Sunday, June 20, 2010

Referred pain and nonviolent communication


In the 2000 census there were 181 reported incidents of violence or threatened violence to census takers. In 2010 that number more than doubled to 379. Upon learning that a person had come to their door from the government, people shot, stabbed, threw chairs, loosed dogs, and threatened these workers, most of whom make about $15 per hour for this episodic canvas.

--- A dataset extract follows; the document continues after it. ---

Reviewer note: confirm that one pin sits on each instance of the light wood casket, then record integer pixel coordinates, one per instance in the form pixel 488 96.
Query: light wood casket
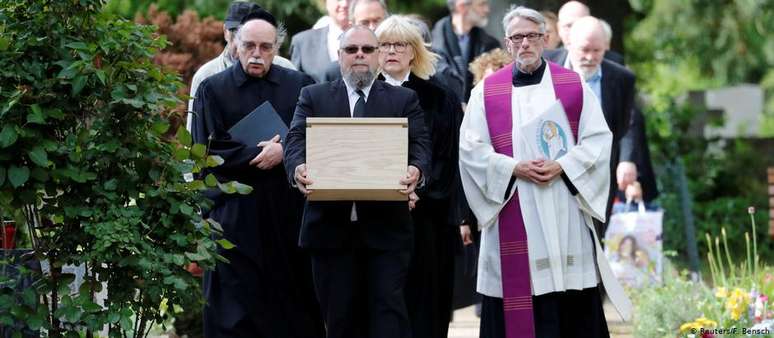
pixel 359 159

What did these workers do to deserve such horrific treatment? They were available and they were from the government. Were they spies, collecting evidence to prosecute someone? Were they agents from criminal investigative agencies or were they undercover mind control specialists from the al-Qa'ida-communist-Obama enslavement project? Apparently, in the minds of these poor deluded enraged Americans. One would think it was an army of Tutsis sent to command the Hutu masses and the brave few rose up with machetes to try to trigger a righteous Tea-for-Terrorist spy-icide.
We have become such a coarse people. When Gandhi was asked by a reporter, "What do you think of Western Civilization?" he responded, "That sounds like a good idea." No doubt Gandhi gave a small smile and other signs of respect as he gently chided the British rulers and slowly removed the pillars of their support. His approach won, but we seem to believe now that someone who acts like Gandhi is a wimpy loser. We need to emulate the Tea Party and stand up to King George by dumping census workers and civil discourse into the harbor.
What do we expect? We invade countries illegally and unilaterally. We treat guns like a human right and health care like a privilege. We bail out Wall Street financiers and bail on average Americans. The fat privileged elite are too porcine to stop supporting and the poor--the bottom 20 percent of humankind whose income is so flat that the richest 20 percent make 82 times more, the worst disparity in human history--the poor are too small to notice.
Thus we come 'round to the theories of nonviolent communication and constructive conflict communication. People will be heard. They will speak. They will ask for justice. If ignored or redirected, they will speak again, using different phrasing or speaking louder. Finally, they resort to violence. It is the ultima ratio regum, the final logic of the king--that is, war. Or, writ tiny, it is the renter sending the pit bull after the census taker in the name of standing up to the government.
Are census workers taught to deal with such exigencies? They aren't even allowed to carry pepperspray against pit bulls, so clearly the entire approach hasn't been worked through very carefully. But beyond the symbolic doubling of these attacks in the last decade is the question of civil discourse and simple civility in our society. The prongs of incivility range from the frustration of economic insecurity to encouragement of rage to the overcrowding of our land to the lionizing of the violent path of the warrior and the lack of training and education toward civil discourse in our schools. Parenting is poor. Teaching is inadequate. Media heaps it on daily--Glenn Beck is just the point of the spear--and the comments section of our online news sources are a minefield of ad hominem attack and vulgarity. In short, the erosion of our civilization is underway.
Countering this will take a personal and cultural approach. On the Portland State University campus we are launching our version of training for civil discourse. Oregon State University already has done this. Our K12 peace educators, many of whom work in special charter schools devoted to raising gentle and effective little communicators, work on this in more and more places. More and more media are moderating comments to encourage civility. We need this kind of effort in all our institutions, in our homes, in our media and in our public spaces real and virtual.
We will see how we have done by 2020. Perhaps by then we will not see the pain of people so easily referred from justified anger at oppression to rage at an innocent census worker. If that is so, we all will have done good work of our own on this. This is only one metric of many, but it's one that will come predictably every decade and is worth examination and action.